REWANŻ ZA FINAŁ OLIMPIJSKI WAGI SUPER CIĘŻKIEJ?
Ponad cztery lata temu w finale olimpijskim wagi super ciężkiej Tony Yoka (9-0, 7 KO) stosunkiem głosów dwa do jednego pokonał Joe Joyce'a (12-0, 11 KO). Obaj wygrali swoje weekendowe walki. I choć to Francuz wtedy wygrał, sam oferuje Anglikowi rewanż.
Do dziś wielu twierdzi, że sędziowie wtedy skrzywdzili Brytyjczyka. Ale ze złotem do domu wrócił Yoka. I chętnie rozwieje wątpliwości kibiców.
Tony wyboksował do jednej bramki Christiana Hammera (25-7, 15 KO), ale nabawił się przy tym kontuzji. Więcej o tym pisaliśmy TUTAJ. Trudniejszą przeprawę miał Joyce, który przełamał Daniela Dubois (15-1, 14 KO), zastopował go w dziesiątej rundzie i sięgnął po wakujący tytuł mistrza Europy królewskiej kategorii.
"Zróbmy rewanż za finał olimpijski. Ja tego chcę i wiem, że ty również tego chcesz. Zresztą wszyscy chętnie zobaczyliby naszą drugą walkę" - zwrócił się Yoka w mediach społecznościowych do samego Joyce'a. Co Wy na to?

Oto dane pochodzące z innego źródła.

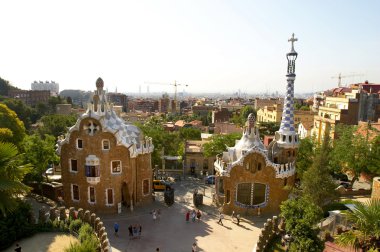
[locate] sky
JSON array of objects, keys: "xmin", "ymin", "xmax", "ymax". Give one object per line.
[{"xmin": 0, "ymin": 0, "xmax": 380, "ymax": 94}]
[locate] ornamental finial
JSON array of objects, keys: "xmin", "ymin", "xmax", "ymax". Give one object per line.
[{"xmin": 288, "ymin": 33, "xmax": 298, "ymax": 52}]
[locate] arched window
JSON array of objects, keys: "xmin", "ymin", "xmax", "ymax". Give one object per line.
[{"xmin": 236, "ymin": 183, "xmax": 267, "ymax": 206}]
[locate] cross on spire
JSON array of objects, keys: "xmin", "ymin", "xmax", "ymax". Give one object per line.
[{"xmin": 288, "ymin": 33, "xmax": 298, "ymax": 52}]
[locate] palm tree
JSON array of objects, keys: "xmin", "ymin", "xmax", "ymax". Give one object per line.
[
  {"xmin": 0, "ymin": 142, "xmax": 31, "ymax": 215},
  {"xmin": 336, "ymin": 199, "xmax": 380, "ymax": 251}
]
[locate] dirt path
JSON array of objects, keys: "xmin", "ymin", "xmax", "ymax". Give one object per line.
[{"xmin": 5, "ymin": 233, "xmax": 78, "ymax": 252}]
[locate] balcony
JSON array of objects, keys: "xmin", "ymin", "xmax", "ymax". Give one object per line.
[{"xmin": 87, "ymin": 177, "xmax": 100, "ymax": 185}]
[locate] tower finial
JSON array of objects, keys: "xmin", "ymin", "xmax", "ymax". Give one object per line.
[{"xmin": 288, "ymin": 33, "xmax": 298, "ymax": 52}]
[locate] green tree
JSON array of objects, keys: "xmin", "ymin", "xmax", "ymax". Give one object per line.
[
  {"xmin": 179, "ymin": 128, "xmax": 201, "ymax": 141},
  {"xmin": 3, "ymin": 99, "xmax": 38, "ymax": 130},
  {"xmin": 136, "ymin": 117, "xmax": 184, "ymax": 166},
  {"xmin": 0, "ymin": 104, "xmax": 25, "ymax": 146},
  {"xmin": 203, "ymin": 133, "xmax": 241, "ymax": 157},
  {"xmin": 280, "ymin": 197, "xmax": 324, "ymax": 251},
  {"xmin": 336, "ymin": 199, "xmax": 380, "ymax": 251},
  {"xmin": 259, "ymin": 122, "xmax": 280, "ymax": 138},
  {"xmin": 231, "ymin": 105, "xmax": 257, "ymax": 127},
  {"xmin": 38, "ymin": 115, "xmax": 77, "ymax": 137},
  {"xmin": 301, "ymin": 136, "xmax": 337, "ymax": 207},
  {"xmin": 23, "ymin": 135, "xmax": 59, "ymax": 192},
  {"xmin": 0, "ymin": 142, "xmax": 31, "ymax": 215},
  {"xmin": 296, "ymin": 137, "xmax": 316, "ymax": 178},
  {"xmin": 331, "ymin": 125, "xmax": 373, "ymax": 184}
]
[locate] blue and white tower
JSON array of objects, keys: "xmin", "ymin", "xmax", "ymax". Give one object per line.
[{"xmin": 275, "ymin": 33, "xmax": 299, "ymax": 149}]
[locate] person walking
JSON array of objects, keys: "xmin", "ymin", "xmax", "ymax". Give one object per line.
[
  {"xmin": 231, "ymin": 211, "xmax": 235, "ymax": 221},
  {"xmin": 128, "ymin": 225, "xmax": 133, "ymax": 239},
  {"xmin": 191, "ymin": 242, "xmax": 197, "ymax": 252},
  {"xmin": 152, "ymin": 210, "xmax": 157, "ymax": 221},
  {"xmin": 197, "ymin": 209, "xmax": 202, "ymax": 222},
  {"xmin": 113, "ymin": 222, "xmax": 119, "ymax": 236},
  {"xmin": 15, "ymin": 243, "xmax": 21, "ymax": 252},
  {"xmin": 218, "ymin": 212, "xmax": 224, "ymax": 226},
  {"xmin": 191, "ymin": 209, "xmax": 196, "ymax": 222}
]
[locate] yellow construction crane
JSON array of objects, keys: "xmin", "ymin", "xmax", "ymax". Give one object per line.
[
  {"xmin": 331, "ymin": 73, "xmax": 364, "ymax": 87},
  {"xmin": 144, "ymin": 81, "xmax": 189, "ymax": 112}
]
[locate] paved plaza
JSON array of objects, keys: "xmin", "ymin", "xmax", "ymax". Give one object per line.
[{"xmin": 101, "ymin": 178, "xmax": 266, "ymax": 252}]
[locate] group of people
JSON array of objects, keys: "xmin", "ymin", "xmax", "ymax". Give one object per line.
[
  {"xmin": 152, "ymin": 209, "xmax": 161, "ymax": 221},
  {"xmin": 185, "ymin": 209, "xmax": 202, "ymax": 222},
  {"xmin": 113, "ymin": 222, "xmax": 142, "ymax": 239}
]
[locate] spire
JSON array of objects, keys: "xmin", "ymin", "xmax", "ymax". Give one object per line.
[{"xmin": 276, "ymin": 33, "xmax": 298, "ymax": 148}]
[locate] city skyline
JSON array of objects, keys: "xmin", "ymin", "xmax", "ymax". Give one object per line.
[{"xmin": 0, "ymin": 1, "xmax": 380, "ymax": 94}]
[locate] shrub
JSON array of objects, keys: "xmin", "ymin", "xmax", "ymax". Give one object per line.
[
  {"xmin": 69, "ymin": 219, "xmax": 82, "ymax": 233},
  {"xmin": 0, "ymin": 201, "xmax": 36, "ymax": 250},
  {"xmin": 322, "ymin": 202, "xmax": 348, "ymax": 217},
  {"xmin": 65, "ymin": 221, "xmax": 99, "ymax": 252}
]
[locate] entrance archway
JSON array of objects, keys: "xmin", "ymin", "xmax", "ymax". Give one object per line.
[{"xmin": 121, "ymin": 182, "xmax": 131, "ymax": 208}]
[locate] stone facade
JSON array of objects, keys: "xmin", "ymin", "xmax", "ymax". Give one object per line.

To może być świetna walka 50/50.
Wychodzę jak zwykle i idę po swoje
robię co pragnę, co chce bo to moje
mam jedną wizje,nie robić za placka
nie pękam nigdy, omija mnie sraczka
atleta jest ze mnie, i kawał też chama
atuty bezcenne,jak głosi dziś fama
posiadam dość mocne,w tym moja jest siła
są bardzo pomocne,gdy słabość zabija
ale nie pękam,qurwa nie muszę
presją granitem,każdego to skruszę
spuszczę mu łomot,wygrana mym celem
oj pracuś jest ze mnie,nie jestem leserem
śpieszę się teraz i czas mój nadchodzi
w głowie marzenie,cel mi się rodzi
chce być najlepszy,na świecie jedyny
a o tym zaświadczą,działania i czyny
Nie byłem lotny,typowy wóz z węglem
styl mam paskudny,nie walczę pięknie
łeb jak z betonu, to standard zbrojony
wszyscy są w szoku,że jestem spokojny
Nadchodzi czas zemsty,jest bardzo blisko
choć jestem pewny,że będzie ślisko
techników nie cierpię,bo jestem siłaczem
chce wygrać ten rewanż, jak nie inaczej
czuję że mogę,mam swoje pięć minut
żabojad polegnie,zwycięstwa mój głód
wiara też góry, podobno przenosi
więc w tym wypadku,o sukces się prosi
tak myślę tak mogę,zrobię co trzeba
Yoke porobię, jak trafie to gleba
brzmi w sumie czadersko,prawie jak w bajce
ruchome cholerstwo,powstrzymam na lajcie
wiem brzmi to dziwnie,prawie jak brednie
ja wierzę w historie,co brzmią tak pięknie
bajka nie bajka,fikcja lub prawda
trzyma się kupy,jest składna i ładna
Nie byłem lotny,typowy wóz z węglem
styl mam paskudny,nie walczę pięknie
łeb jak z betonu, to standard zbrojony
wszyscy są w szoku,że jestem spokojny
Sama walka na chwilę obecną bez sensu.Joyce właśnie idzie po koronę,a Yoka dopiero zaczął biec, a poza tym finał olimpijski przegrał, choć sędziowie orzekli jak zwykle swoje.
Co do Dubois to on za rok zacznie dopiero wracac walkami na przetarcie, jest jakies 3 lata od walki o mistrza, ale czy tam w ogole dotrze? Mocno to z Warrenem przekombinowali.